If you visit the URL, it’s an RSS feed. How critical it is to block or not depends on your threat model. You should share your threat model in order to have meaningful discussion around what it is you are concerned with.
Unless someone has poisoned your DNS to link to a different RSS feed, this is all extremely normal. To check for updates, an application may check some server somewhere to see if updates are available. This doesn’t just apply to applications - even a Linux package manager has to make a network request to check for updates. Very normal.
The only thing that is important is that checking for updates is separate from applying them - they should never be glued together so you can control when or if you want to update.
Regardless, if this behavior isn’t wanted, check if the application allows you to disable checking for updates. If not, and this is a concern, open a bug report on GitHub, and someone may add a setting to disable checking for updates.

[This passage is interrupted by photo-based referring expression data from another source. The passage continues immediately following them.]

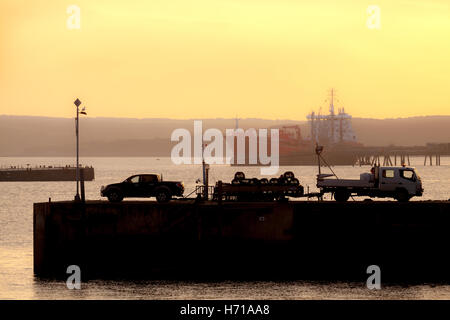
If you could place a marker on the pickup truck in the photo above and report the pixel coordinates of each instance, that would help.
(143, 186)
(400, 183)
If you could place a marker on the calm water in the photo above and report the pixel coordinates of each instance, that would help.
(16, 247)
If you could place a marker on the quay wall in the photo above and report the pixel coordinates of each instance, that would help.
(268, 240)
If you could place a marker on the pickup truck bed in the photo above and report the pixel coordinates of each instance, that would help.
(346, 183)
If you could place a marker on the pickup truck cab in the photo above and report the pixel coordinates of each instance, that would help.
(400, 183)
(143, 186)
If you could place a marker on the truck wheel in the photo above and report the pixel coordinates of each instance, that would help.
(163, 195)
(273, 181)
(115, 196)
(402, 195)
(341, 195)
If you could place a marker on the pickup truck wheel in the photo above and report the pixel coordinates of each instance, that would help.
(115, 196)
(402, 195)
(163, 195)
(341, 195)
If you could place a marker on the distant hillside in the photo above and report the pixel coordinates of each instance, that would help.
(42, 136)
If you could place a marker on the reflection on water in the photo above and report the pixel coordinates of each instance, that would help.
(16, 231)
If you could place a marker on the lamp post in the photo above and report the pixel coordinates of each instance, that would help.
(77, 103)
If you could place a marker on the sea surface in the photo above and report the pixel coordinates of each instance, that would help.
(16, 233)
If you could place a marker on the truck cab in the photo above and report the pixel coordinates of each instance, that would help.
(400, 183)
(404, 181)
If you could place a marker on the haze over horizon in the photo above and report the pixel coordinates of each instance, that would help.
(218, 59)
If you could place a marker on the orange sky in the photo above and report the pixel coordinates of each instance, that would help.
(273, 59)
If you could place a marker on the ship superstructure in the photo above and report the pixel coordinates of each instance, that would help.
(332, 128)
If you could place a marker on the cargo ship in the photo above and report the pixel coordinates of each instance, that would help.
(45, 173)
(333, 131)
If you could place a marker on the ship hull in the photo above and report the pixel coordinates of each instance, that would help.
(333, 158)
(45, 174)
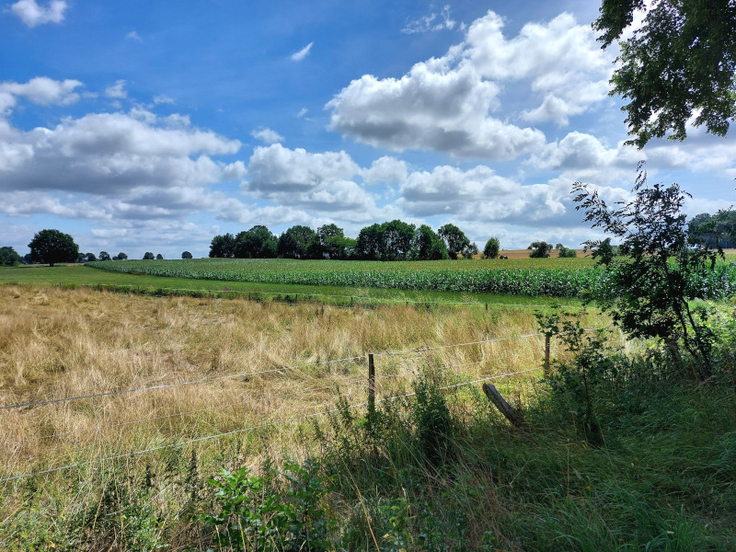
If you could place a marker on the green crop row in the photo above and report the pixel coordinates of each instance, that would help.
(463, 277)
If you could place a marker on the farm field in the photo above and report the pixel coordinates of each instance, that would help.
(530, 277)
(76, 275)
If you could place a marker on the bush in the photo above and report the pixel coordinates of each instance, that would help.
(493, 246)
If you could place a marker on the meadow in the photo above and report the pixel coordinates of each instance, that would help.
(120, 411)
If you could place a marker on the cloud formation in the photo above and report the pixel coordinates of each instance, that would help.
(267, 135)
(301, 54)
(431, 23)
(446, 104)
(30, 13)
(40, 91)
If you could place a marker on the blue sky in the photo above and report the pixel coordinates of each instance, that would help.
(153, 126)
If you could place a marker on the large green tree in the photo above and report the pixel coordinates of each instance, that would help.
(8, 256)
(456, 241)
(257, 243)
(679, 65)
(295, 242)
(650, 291)
(53, 246)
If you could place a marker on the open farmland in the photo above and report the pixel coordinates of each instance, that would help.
(531, 277)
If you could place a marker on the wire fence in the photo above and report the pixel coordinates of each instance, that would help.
(269, 398)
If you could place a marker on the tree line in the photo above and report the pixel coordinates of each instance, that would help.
(389, 241)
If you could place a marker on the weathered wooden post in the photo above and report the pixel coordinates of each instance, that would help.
(505, 408)
(371, 385)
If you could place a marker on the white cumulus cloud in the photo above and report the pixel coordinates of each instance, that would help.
(33, 14)
(301, 54)
(267, 135)
(448, 104)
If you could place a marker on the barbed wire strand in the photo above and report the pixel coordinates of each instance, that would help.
(237, 431)
(175, 415)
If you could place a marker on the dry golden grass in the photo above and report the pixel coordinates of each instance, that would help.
(64, 343)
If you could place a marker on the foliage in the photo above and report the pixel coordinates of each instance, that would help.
(256, 243)
(565, 252)
(333, 244)
(679, 66)
(575, 380)
(539, 250)
(427, 245)
(493, 246)
(222, 246)
(651, 287)
(53, 246)
(456, 240)
(299, 242)
(279, 511)
(8, 256)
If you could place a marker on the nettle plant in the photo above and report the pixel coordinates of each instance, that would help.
(652, 279)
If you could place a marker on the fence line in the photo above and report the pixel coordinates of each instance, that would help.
(238, 431)
(275, 370)
(175, 415)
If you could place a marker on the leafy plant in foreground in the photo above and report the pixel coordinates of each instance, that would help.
(651, 287)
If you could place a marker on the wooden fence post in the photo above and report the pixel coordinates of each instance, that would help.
(505, 408)
(371, 384)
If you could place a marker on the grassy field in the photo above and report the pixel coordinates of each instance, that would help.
(130, 470)
(118, 410)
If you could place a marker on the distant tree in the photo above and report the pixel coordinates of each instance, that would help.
(256, 243)
(539, 250)
(713, 231)
(53, 246)
(397, 240)
(470, 251)
(455, 239)
(223, 247)
(566, 252)
(295, 243)
(650, 289)
(428, 246)
(333, 244)
(8, 256)
(369, 245)
(493, 246)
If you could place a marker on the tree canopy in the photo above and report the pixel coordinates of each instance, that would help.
(680, 64)
(53, 246)
(8, 256)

As for someone snooping on your updates, it uses HTTPS so the request and response is encrypted. As for someone knowing you made a get request to a FreeTube update server if they are intentionally spying on your DNS queries, use a VPN and ensure you aren’t leaking DNS.
As for security risk, it’s pretty much FUD unless someone is actively targeting you to trick you into installing a malicious FreeTube update as worst case scenario. If this is a discussion on general opinions of this, I’d say it’s bike shedding and there are more important things to focus on for privacy. If this is about a specific concern of yours, I believe the above suggestions mitigate most of the problems.